Q22 バセドウ病と診断されて抗甲状腺薬(メルカゾール、プロパジール、チウラジール)を飲み始めました。どんな薬でしょうか?

A22 バセドウ病などの甲状腺ホルモンを過剰に合成・分泌する甲状腺機能亢進症の治療に使われる薬です。甲状腺ホルモンの合成を抑えることで、血液中の甲状腺ホルモン濃度を正常に戻します。3種類の抗甲状腺薬がありますが、プロパジールとチウラジールは製造・販売会社が異なるために名前が違うだけで薬としては同じものです。なお、メルカゾールは1錠5mg、プロパジールとチウラジールは1錠50mgと薬の分量が10倍異なりますが、1錠の効き目はプロパジール、チウラジールの方がメルカゾールよりも弱い傾向があります。

[解説]
1) 効果が現れるまでの期間
抗甲状腺薬の内服を開始して動悸が無くなってきた、体が楽になってきたと感じるまでの期間は早い方でも2 – 3週間かかります。甲状腺が大きくて重症の方では2か月以上かかることもあります。作用の仕組みで説明しましたように、甲状腺機能亢進症によって過剰に作られた甲状腺ホルモンは多量に濾胞腔に蓄えられています。抗甲状腺薬の内服を開始して甲状腺ホルモンの合成が抑えられても、それまでに蓄えられている甲状腺ホルモンが血液中に分泌され続けますので、内服開始後も血液中の甲状腺ホルモンはすぐには減ってこないのです。蓄えられていた甲状腺ホルモンが少なくなってはじめて、血液中の甲状腺ホルモンも減ってきます。

2) 内服する量の調節
抗甲状腺薬は一般の薬と違って特殊な使い方をします。高血圧症や高コレステロール血症などに使われる一般的な薬は少量から始めて効き目を見ながら少しずつ増やしてゆきます。徐々に増やして調度良い量を見つけるのは比較的簡単で、どの医師にかかっても問題なく治療を受けることができます。ところが抗甲状腺薬は始めに大量を内服し、ある程度甲状腺ホルモンが下がってきたら徐々に量を減らすという使い方をします。メルカゾールは3錠(重症の方は6錠)、プロパジールとチウラジールは6錠から治療を開始するのが一般的です。いずれの薬も6錠以上使ってはいけないということではなく、効果が不十分な場合にはもっと量を増やすこともあります。順調に経過すれば、一日おきに1錠の内服量まで徐々に減量し、落ち着いていれば投薬を終了します。

3) 副作用
抗甲状腺薬は比較的副作用の多い薬です。なかには生命に関わるものもありますので、見逃さないようにしなければなりません。通常は内服を開始して2 – 3か月以内に起こることがほとんどで、長期間内服することによる副作用は、プロパジール、チウラジールによる血管炎を除いてまずありません。

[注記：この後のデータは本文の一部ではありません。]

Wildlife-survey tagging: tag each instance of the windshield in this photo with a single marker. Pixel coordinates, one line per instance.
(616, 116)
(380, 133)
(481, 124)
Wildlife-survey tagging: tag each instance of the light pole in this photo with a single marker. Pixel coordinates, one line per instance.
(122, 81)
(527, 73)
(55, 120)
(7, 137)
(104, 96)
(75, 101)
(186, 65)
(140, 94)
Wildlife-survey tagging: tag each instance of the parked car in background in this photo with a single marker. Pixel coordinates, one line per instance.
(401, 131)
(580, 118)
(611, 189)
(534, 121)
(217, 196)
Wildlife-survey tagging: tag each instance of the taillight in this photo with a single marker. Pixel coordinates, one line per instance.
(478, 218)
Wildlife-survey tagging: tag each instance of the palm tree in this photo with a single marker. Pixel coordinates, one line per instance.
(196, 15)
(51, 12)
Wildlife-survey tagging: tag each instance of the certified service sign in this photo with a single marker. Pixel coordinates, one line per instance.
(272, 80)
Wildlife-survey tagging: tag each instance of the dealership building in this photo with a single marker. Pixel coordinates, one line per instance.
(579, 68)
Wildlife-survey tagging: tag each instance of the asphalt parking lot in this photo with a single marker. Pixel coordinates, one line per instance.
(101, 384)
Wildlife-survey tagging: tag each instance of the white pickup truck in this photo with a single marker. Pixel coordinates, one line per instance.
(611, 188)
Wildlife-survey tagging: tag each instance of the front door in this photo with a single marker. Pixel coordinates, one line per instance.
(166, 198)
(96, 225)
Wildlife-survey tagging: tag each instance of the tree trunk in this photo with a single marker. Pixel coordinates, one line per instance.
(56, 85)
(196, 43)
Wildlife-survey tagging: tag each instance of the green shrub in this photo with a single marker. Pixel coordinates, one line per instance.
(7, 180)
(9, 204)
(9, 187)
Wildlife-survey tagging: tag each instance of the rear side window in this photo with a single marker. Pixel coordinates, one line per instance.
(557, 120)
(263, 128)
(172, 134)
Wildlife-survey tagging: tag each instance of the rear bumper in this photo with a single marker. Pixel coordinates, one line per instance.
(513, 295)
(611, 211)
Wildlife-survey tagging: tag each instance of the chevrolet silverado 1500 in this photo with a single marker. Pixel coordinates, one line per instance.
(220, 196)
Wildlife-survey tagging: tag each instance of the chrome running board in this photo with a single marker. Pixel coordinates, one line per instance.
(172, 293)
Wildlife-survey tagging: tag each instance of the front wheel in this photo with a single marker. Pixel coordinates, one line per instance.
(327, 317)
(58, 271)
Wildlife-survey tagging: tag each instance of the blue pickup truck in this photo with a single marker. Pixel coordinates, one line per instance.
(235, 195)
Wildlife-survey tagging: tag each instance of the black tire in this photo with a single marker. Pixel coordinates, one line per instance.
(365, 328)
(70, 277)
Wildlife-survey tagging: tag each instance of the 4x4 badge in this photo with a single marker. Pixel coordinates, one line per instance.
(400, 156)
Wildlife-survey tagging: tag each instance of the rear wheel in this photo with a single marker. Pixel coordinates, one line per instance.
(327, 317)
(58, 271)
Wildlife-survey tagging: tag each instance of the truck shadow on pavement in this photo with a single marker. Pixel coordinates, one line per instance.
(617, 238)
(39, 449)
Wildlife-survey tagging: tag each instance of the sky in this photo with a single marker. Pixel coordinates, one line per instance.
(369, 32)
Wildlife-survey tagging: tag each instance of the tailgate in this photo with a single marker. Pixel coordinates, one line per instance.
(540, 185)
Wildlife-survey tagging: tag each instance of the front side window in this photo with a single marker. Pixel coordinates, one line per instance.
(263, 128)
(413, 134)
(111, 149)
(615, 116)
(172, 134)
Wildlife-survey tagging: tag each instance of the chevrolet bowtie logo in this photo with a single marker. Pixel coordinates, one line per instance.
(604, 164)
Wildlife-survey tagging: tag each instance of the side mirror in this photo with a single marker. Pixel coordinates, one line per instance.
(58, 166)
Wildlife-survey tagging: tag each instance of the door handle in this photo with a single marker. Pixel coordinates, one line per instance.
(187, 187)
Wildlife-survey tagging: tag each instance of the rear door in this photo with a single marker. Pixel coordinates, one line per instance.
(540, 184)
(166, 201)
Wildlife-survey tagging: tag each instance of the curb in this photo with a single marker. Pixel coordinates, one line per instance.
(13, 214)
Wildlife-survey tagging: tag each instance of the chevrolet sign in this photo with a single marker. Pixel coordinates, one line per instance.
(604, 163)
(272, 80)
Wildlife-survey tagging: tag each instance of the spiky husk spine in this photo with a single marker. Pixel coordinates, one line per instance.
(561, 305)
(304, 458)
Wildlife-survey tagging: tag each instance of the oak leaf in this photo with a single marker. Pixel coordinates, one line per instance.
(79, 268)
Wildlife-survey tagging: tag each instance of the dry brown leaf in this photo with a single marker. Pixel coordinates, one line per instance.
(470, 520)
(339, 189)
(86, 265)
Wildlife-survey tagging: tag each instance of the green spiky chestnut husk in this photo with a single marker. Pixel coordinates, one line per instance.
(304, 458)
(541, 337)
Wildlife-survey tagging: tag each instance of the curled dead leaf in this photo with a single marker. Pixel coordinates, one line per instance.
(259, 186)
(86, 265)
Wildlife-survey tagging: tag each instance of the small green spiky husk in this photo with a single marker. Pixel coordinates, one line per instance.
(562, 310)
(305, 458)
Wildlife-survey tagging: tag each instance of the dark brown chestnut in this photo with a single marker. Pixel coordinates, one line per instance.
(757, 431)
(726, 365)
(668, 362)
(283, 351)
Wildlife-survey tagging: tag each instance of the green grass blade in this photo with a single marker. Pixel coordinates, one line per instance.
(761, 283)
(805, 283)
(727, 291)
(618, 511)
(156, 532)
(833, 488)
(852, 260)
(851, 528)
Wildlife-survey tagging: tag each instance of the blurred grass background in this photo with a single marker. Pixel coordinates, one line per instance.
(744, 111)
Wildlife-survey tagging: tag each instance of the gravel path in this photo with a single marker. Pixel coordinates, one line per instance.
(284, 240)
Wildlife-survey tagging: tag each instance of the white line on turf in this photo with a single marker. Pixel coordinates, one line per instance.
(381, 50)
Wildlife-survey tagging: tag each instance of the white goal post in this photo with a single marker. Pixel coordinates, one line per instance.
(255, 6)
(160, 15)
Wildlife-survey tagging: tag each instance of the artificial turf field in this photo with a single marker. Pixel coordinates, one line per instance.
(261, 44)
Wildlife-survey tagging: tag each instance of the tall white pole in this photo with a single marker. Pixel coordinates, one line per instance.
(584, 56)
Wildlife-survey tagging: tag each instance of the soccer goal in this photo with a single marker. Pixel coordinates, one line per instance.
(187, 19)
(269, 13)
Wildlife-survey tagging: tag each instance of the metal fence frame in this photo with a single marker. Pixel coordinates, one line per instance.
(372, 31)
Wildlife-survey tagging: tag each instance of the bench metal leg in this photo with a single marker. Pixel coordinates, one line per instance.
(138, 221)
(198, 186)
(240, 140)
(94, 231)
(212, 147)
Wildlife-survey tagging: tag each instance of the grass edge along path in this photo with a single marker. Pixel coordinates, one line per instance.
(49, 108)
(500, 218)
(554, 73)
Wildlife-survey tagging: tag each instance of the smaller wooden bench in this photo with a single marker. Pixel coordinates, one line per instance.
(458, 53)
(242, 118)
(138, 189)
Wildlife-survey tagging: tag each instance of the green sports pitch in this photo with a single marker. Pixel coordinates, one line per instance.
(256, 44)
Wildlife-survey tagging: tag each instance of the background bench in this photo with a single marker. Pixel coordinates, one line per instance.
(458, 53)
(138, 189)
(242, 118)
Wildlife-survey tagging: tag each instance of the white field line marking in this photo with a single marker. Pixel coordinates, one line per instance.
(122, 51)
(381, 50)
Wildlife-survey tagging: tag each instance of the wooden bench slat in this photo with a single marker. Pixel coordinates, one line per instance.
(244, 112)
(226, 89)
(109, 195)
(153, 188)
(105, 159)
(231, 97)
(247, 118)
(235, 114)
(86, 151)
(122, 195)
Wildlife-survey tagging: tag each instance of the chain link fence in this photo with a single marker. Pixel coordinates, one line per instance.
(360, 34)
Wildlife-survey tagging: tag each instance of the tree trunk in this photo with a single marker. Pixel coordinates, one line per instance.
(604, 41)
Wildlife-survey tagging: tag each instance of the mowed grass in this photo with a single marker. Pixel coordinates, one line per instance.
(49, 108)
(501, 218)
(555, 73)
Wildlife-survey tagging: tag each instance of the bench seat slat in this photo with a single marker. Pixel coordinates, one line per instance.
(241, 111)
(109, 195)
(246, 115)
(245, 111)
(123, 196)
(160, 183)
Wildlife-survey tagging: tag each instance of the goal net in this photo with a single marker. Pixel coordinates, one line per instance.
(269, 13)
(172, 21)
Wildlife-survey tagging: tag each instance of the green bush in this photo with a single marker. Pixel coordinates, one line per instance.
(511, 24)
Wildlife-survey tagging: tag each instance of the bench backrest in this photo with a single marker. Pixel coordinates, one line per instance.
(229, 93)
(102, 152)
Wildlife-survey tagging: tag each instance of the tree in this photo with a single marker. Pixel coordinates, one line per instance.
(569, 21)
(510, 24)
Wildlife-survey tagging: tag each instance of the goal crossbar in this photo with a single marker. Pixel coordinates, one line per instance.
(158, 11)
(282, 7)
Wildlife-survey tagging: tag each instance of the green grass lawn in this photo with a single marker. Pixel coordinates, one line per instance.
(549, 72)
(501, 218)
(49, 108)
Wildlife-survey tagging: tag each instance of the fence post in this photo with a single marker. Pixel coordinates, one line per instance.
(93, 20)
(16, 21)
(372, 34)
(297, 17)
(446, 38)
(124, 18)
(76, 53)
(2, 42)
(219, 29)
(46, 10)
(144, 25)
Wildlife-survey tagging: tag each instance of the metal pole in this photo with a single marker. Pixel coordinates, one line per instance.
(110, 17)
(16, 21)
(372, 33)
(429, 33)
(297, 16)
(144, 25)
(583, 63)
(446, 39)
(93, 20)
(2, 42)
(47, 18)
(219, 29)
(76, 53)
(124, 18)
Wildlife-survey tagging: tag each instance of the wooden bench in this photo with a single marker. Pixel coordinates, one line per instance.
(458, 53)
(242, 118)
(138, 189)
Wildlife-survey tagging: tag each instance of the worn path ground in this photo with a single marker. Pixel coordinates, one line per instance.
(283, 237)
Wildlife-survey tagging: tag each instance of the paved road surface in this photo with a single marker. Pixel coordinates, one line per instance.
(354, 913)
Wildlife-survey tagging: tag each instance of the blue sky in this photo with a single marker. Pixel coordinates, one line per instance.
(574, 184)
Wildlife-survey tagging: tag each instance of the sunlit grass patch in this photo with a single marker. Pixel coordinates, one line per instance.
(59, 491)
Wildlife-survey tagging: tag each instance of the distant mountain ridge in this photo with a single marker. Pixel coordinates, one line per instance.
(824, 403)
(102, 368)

抗甲状腺薬の内服開始後のはじめの2 – 3か月間は2 – 3週間ごとに副作用が出ていないかどうか血液検査を受けてください。メルカゾールからプロパジール、チウラジールに変更した場合、あるいはその逆の場合も、あらためて変更後の2 – 3か月間は同じように副作用のチェックを受けてください。また、病気が治まって長期間内服を止めていた後、再発のために抗甲状腺薬を再開した場合は、たとえ以前と同じ薬であっても同様に副作用のチェックが必要です。